Two hours later, the researchers inspected brain tissue from the mice. They stained the tissue for c-FOS, a protein transiently expressed in neurons shortly after they are activated.
They found that, as in controls, the fragile X mice show stronger c-FOS staining in the amygdala — and in more cells — when exposed to the unfamiliar mouse than to the toy horse. The c-FOS signal was strongest in the fragile X mice. The findings were published 23 June in Molecular Autism.
The researchers repeated the experiment in a second set of mice, but this time they collected the brain tissue 10 hours later. They extracted RNA — the intermediate between DNA and protein — from the amygdala and prefrontal cortex to analyze gene expression patterns.
Some genes in the amygdala and the prefrontal cortex of the fragile X mice show a different pattern of expression when exposed to another mouse than do those of controls. This set of genes is not the same as the one altered in the mutant mice when exposed to a toy.
A disproportionate number of the genes altered in response to social stimulus are regulated by FMR1 or are implicated in autism. For example, in the lateral amygdala, 11 of the 527 genes are related to autism; fewer than four would be expected to be related to autism by chance.
The study is too small to draw conclusions about the role of any specific gene in social behavior. But it highlights a novel way to explore the molecular basis of social problems, experts say.
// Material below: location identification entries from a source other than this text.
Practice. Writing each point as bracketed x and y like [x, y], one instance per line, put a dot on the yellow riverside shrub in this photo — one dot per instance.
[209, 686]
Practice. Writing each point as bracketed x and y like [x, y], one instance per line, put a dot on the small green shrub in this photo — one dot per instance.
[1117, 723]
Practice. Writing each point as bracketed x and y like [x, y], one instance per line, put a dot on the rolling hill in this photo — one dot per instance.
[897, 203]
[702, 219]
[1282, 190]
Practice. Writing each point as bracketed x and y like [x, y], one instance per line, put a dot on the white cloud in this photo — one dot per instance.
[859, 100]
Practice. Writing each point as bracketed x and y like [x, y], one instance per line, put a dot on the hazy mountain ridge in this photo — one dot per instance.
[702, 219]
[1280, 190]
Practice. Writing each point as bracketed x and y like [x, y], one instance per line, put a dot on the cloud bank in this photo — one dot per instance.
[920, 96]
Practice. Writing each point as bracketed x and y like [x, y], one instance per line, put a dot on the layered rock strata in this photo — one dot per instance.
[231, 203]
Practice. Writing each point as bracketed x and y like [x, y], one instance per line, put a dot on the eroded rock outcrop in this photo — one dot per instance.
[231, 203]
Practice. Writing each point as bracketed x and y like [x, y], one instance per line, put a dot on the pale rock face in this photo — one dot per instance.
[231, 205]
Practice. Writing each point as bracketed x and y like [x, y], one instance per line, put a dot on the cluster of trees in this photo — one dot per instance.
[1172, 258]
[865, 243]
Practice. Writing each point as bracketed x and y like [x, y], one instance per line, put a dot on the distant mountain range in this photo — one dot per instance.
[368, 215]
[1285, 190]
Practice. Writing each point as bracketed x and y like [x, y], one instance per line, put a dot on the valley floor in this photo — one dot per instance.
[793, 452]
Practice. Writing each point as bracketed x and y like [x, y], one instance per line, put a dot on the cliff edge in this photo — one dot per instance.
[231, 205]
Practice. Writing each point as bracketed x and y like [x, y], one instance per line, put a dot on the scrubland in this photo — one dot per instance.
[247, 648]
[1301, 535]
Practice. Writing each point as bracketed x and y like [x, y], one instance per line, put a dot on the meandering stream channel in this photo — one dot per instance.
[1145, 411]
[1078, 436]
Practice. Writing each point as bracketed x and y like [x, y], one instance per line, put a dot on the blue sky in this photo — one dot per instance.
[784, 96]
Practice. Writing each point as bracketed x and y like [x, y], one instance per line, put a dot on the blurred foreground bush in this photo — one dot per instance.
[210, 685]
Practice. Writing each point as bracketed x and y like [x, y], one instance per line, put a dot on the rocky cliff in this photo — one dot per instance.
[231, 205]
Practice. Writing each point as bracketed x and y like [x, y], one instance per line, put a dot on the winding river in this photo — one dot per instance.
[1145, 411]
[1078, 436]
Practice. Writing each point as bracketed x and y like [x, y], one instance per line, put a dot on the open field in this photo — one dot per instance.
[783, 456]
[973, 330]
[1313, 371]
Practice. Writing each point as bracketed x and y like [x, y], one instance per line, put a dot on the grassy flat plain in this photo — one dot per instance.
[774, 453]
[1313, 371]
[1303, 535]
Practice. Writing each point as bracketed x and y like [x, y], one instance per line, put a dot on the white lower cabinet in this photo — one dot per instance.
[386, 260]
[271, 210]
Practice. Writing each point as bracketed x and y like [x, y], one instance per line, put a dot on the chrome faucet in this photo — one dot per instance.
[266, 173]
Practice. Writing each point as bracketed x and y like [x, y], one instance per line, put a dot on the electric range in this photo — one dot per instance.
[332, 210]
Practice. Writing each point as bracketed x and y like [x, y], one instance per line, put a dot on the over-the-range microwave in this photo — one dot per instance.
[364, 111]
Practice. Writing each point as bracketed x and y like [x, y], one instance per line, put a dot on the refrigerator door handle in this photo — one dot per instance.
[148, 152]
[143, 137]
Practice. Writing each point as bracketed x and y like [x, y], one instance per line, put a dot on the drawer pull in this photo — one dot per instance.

“Behavior can often be messy — that’s why different labs find different things,” says Larry Young, chief of behavioral neuroscience and psychiatric disorders at Emory University in Atlanta, who was not involved in the work. “The nice thing about this is that it is homing in on brain activation.”
Scientists could track changes in gene expression in fragile X mice at different time points after the social stimulus, and across multiple brain regions known to process social information, Young says. “Then you might get a bigger picture of how the [FMR1] mutation influences the flow of information throughout the brain,” he says.
The researchers plan to repeat their experiment in other mouse models of autism. Similarities across mouse models may reveal brain regions and gene networks relevant to social function.